Олекса и Юлиус попрощались с переселенцами, пошли к вокзалу. За ними, словно тень, брел сквозь толпу человек, одетый в одежду явно с чужого плеча.
— Кажется, нас провожают? — заметил его Юлиус.
— Бис с ним, — засмеялся Олекса. — А вот их, — он указал на табор переселенцев, — жалко, ох как жалко!
— Придет время, — твердо сказал Юлиус, — и иной станет этот край, эта земля. Для того живем!
— Для того живем… — повторил Олекса.
По перрону вокзала быстро шла, почти бежала девушка с цветами.
— Еле успела! — перевела она дыхание. — Это вам, товарищ Фучик, — протянула она цветы Юлиусу.
— Познакомься, Юлек, — представил ее Олекса. — Сирена тоже журналистка, работает в нашей партийной газете.
— Значит, Сирена… — весело заулыбался Фучик. — А мою жену зовут Густой! — Юлиус вскочил на ступеньки вагона.
Поезд тронулся, и Юлиус взмахнул рукой на прощание:
— Скоро снова приеду!
«Наши враги знают, что наша нынешняя борьба — это начало их гибели…»
Начальник полиции просматривал донесения агентов в пухлой папке. Взял одно из них, отчеркнул красным карандашом… «Юлиус Фучик»… Нажал на кнопку звонка.
— Позови Будяка, — приказал вошедшему офицеру.
Будяк, бравый хлопец, тот, что «провожал» на вокзале Олексу и Фучика, появился немедленно.
— Твое сочинение? — показал ему бумагу начальник полиции.
— Так точно, господин полковник, — подтвердил Будяк.
— Где сейчас Фучик?
— Отбыл в Прагу вечерним поездом, — доложил Будяк.
— Кто провожал?
— Этот новый редактор «Трудящейся молодежи» и дивчина из «Карпатской правды». Ну и мы, как положено… в стороне постояли, — ухмыльнулся Будяк. — Провели пана коммунистического публициста с почетом…
— Чего он к нам приезжал?
— Не установили.
— Остолопы! — Полковник быстро выходил из себя. — Навели справки о новом редакторе комсомольской газеты?
— Так точно, — тянул Будяк. — Партийная кличка — товарищ Олекса. Родом из Ясиней. Старший брат коммунист. Олекса закончил горожанскую школу в своем селе, потом торговую в Мукачеве. Выезжал года на три в Европу, чтобы, значит, коммерцией заниматься.
— Чем-чем? — удивился полковник. — Да ты еще глупее, чем я думал! Уехал в Европу, торговал неизвестно чем и с кем, а вернулся красным журналистом и редактором газеты…
— Про то не подумали, — растерялся Будяк.

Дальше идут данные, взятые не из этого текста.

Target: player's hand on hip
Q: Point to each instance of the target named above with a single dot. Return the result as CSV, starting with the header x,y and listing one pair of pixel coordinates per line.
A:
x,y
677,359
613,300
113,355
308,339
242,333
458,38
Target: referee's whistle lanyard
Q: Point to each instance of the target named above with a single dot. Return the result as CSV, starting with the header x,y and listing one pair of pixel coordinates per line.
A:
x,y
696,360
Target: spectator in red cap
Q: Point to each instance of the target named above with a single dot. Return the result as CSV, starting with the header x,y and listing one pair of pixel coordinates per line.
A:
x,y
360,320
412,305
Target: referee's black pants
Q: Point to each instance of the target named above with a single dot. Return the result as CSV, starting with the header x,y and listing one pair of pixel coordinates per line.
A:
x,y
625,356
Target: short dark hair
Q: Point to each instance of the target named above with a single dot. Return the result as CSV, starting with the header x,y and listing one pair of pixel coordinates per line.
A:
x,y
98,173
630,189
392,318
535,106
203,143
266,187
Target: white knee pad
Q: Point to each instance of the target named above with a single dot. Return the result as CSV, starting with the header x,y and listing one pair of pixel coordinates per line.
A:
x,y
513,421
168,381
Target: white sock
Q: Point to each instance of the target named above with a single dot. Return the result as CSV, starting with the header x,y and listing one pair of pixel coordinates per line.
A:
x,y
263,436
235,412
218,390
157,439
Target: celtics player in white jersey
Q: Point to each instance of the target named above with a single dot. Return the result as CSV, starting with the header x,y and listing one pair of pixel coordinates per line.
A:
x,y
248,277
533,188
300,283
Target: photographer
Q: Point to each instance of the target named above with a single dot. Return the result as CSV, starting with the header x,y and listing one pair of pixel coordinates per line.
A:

— Так думайте, для того вас кормим и выпить даем. Теперь вот что: взять этого «товарища» Олексу под постоянный надзор, пусть наши люди по пятам за ним ходят, в спину ему дышат. И прятаться им особенно не надо, мы — власть здесь, имеем право. Ясно?
— Куда ж яснее, — ощерился в улыбке Будяк. — Чтоб испугался, значит…
Полковник тяжело задумался. Будяк почтительно молчал.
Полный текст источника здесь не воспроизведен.